Говоря это, он повел меня в столовую, зажег лампу, висевшую над столом, и ушел приготовлять чай. На минутку я остался один — со своими мыслями и с сильно бьющимся сердцем; но это продолжалось недолго: тотчас прибежал ксендз Людвик в шлафроке, затем добрейшая мадам д'Ив, тоже в белом, по обыкновению, в папильотках и в чепце, и, наконец, Казик, приехавший на каникулы за месяц до меня. Все эти любящие сердца встретили меня с нежностью, удивлялись тому, как я вырос, ксендз говорил, что я возмужал, мадам д'Ив — что похорошел. Ксендз Людвик, бедняга, долго не решался спросить меня об экзаменах и школьном свидетельстве, а узнав о моих успехах, даже прослезился и, сжимая меня в объятиях, называл дорогим мальчиком. Вдруг из соседней комнаты послышался топот босых ножек, и вбежали обе мои маленькие сестрички в одних рубашечках и чепчиках, повторяя: «Генрысь приехал!
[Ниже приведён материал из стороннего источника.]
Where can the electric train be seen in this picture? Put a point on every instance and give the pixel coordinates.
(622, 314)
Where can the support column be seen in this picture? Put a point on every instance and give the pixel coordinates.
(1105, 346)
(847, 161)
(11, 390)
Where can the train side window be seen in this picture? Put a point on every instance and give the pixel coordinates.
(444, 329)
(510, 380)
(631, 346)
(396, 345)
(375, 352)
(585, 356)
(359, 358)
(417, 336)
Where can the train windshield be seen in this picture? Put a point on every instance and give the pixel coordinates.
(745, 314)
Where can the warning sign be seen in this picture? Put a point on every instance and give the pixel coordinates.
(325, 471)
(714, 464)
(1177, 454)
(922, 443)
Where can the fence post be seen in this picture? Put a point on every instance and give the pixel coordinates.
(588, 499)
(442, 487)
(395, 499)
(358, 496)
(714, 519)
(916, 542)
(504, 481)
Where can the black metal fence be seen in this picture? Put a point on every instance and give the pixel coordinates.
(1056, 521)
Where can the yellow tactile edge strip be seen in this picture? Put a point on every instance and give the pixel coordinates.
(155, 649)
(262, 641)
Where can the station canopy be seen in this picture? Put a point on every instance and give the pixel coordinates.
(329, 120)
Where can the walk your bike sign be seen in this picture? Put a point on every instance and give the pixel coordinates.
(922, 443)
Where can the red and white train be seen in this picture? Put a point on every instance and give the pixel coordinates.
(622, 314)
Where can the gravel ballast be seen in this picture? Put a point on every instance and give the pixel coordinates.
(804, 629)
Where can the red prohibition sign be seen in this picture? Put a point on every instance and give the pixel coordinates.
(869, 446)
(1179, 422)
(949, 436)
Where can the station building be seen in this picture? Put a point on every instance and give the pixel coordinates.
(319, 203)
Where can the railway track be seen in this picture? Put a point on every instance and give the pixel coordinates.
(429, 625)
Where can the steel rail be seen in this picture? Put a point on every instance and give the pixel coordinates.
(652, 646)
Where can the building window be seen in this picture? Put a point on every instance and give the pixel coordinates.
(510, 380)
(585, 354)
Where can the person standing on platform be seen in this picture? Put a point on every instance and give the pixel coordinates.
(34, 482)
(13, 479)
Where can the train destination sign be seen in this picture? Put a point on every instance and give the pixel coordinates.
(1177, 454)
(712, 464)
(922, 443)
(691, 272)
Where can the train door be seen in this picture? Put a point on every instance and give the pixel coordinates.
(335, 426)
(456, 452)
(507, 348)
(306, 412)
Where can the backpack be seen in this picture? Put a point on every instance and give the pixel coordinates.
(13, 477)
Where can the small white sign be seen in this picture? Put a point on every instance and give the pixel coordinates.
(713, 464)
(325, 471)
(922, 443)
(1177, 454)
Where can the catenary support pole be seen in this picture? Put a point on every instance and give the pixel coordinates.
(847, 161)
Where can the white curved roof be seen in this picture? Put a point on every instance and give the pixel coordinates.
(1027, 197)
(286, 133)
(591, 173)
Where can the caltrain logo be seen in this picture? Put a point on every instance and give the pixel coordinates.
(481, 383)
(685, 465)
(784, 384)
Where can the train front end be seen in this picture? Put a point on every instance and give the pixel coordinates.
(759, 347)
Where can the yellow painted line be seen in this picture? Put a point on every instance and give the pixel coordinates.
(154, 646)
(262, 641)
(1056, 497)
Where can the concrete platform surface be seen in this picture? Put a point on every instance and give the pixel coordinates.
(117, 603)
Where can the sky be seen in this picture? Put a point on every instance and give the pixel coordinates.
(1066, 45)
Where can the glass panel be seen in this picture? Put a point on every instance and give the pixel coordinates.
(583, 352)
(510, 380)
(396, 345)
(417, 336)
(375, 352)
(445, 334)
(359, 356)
Генрысь приехал!» — они взобрались ко мне на колени. Тщетно мадам д'Ив их стыдила, говоря, что неприлично таким двум паннам (одной было восемь лет, другой — девять) показываться на людях в таком «дезабилье». Девочки, ни на кого не обращая внимания, обнимали меня за шею своими маленькими ручонками, прильнув хорошенькими личиками к моим щекам. Наконец я робко спросил о Гане.
— О! Она выросла! — ответила мадам д'Ив. — Сейчас придет сюда; наверное, наряжается.
Действительно, я недолго ждал; минут пять спустя Ганя вошла в комнату. Я взглянул на нее, и — боже! — что сталось с этой шестнадцатилетней хрупкой и худенькой сироткой за полгода! Передо мной стояла уже почти взрослая или, во всяком случае, подрастающая барышня. Стан ее развился и чудесно округлился. Цвет лица у нее был нежный, но здоровый, на щеках пылал румянец, словно отблеск утренней зари. Как от расцветающей розы, от нее веяло здоровьем, юностью, прелестной свежестью. Я заметил, что она с любопытством подняла на меня свои большие синие глаза, а по непередаваемой усмешке, которая блуждала в уголках ее рта, увидел также, что она разгадала мое изумление и то впечатление, которое произвела на меня. В любопытстве, с которым мы разглядывали друг друга, уже таилась девическая и юношеская стыдливость. О! От прежних ребяческих простых и сердечных отношений брата и сестры не осталось ни следа, и больше им уже не вернуться.
Ах, как она была хороша с этой усмешкой и с тихой радостью в глазах!